Appleby one of three in PGA lead



Michelle Wie opened with her worst score on the PGA Tour at 9-over 79.
HONOLULU (AP) -- Stuart Appleby switched islands, but not his position atop the leaderboard, scrambling to a 4-under 66 on Friday to join PGA Tour rookie J.B. Holmes and Jerry Smith as the early leaders through two rounds of the Sony Open.
Coming off a playoff victory in the Mercedes Championships on Maui, Appleby took only one putt on each of his first seven holes in blustery conditions at Waialae Country Club -- six of them to save par -- and finished at 4-under 136.
Holmes had chance
Holmes won the PGA Tour qualifying tournament last month, the first player since Willie Wood in 1983 to go straight from college to winning Q-school. He had a chance for the outright lead until missing an 8-foot putt, but settled for a 66 to get his season off to a good start.
Smith birdied his last hole, the par-5 ninth, for a 67.
Rory Sabbatini, who led after the first round with a 65, was among the late starters.
As the afternoon group of players teed off in the PGA Tour's first full-field event of the year, the attention shifted to 16-year-old Michelle Wie -- not whether she would make the cut, but simply where she would finish.
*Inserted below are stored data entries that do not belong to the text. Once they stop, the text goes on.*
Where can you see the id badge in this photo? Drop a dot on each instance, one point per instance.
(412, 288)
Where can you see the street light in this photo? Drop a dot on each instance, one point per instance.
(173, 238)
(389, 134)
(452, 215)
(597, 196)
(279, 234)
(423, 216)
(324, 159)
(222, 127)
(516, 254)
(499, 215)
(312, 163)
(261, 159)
Playing for the fourth time on the PGA Tour, the junior at nearby Punahou School opened with her worst score on the PGA Tour at 9-over 79, leaving her in second-to-last place. Early projections put the cut at 2 over par, meaning Wie would need at least a 63 to have a chance.
Better in practice
Her best score at Waialae during weeks of practice was a 64, and the course record of 62 was last matched a year ago by Ernie Els.
Wie started strong with an approach into 6 feet for birdie at the tough second hole, but her round began to slip away on No. 5. She had a 12-footer for birdie, ran it 2 1/2 feet by and missed the par putt to fall to 1 over on her round.
Appleby has won at Kapalua three straight years, although he didn't play the Sony Open last year because his wife was in Australia expecting their first child. This is a different test, and Appleby pushed his way to the top with one save after another, one of them for bogey when he hit his tee shot into the water.
Waialae is a tiny, traditional layout with tight fairways and small greens, vastly different from the expansive Plantation course on Kapalua last week. Els in 2003 is the only player to win both Hawaii events in the same year.
"It's smaller targets off the tee and smaller greens," Appleby said. "But the type of golf you have to play -- controlling the ball, controlling the flight -- is very, very similar."
Others
Jerry Kelly, who won the Sony Open in 2002, had a 69 and was at 137, along with K.J. Choi (71), Steve Jones (68) and Dudley Hart (68).
Defending champion Vijay Singh made birdies on the two par 5s for a 69 and was at even-par 140.
Singh and Appleby played the first two rounds together, a coincidence considering they were in the playoff at Kapalua last week. Appleby won by making a birdie on the 72nd hole, then making birdie on the par-5 18th with a bunker shot to 2 feet, while the 42-year-old Fijian missed a 9-foot putt.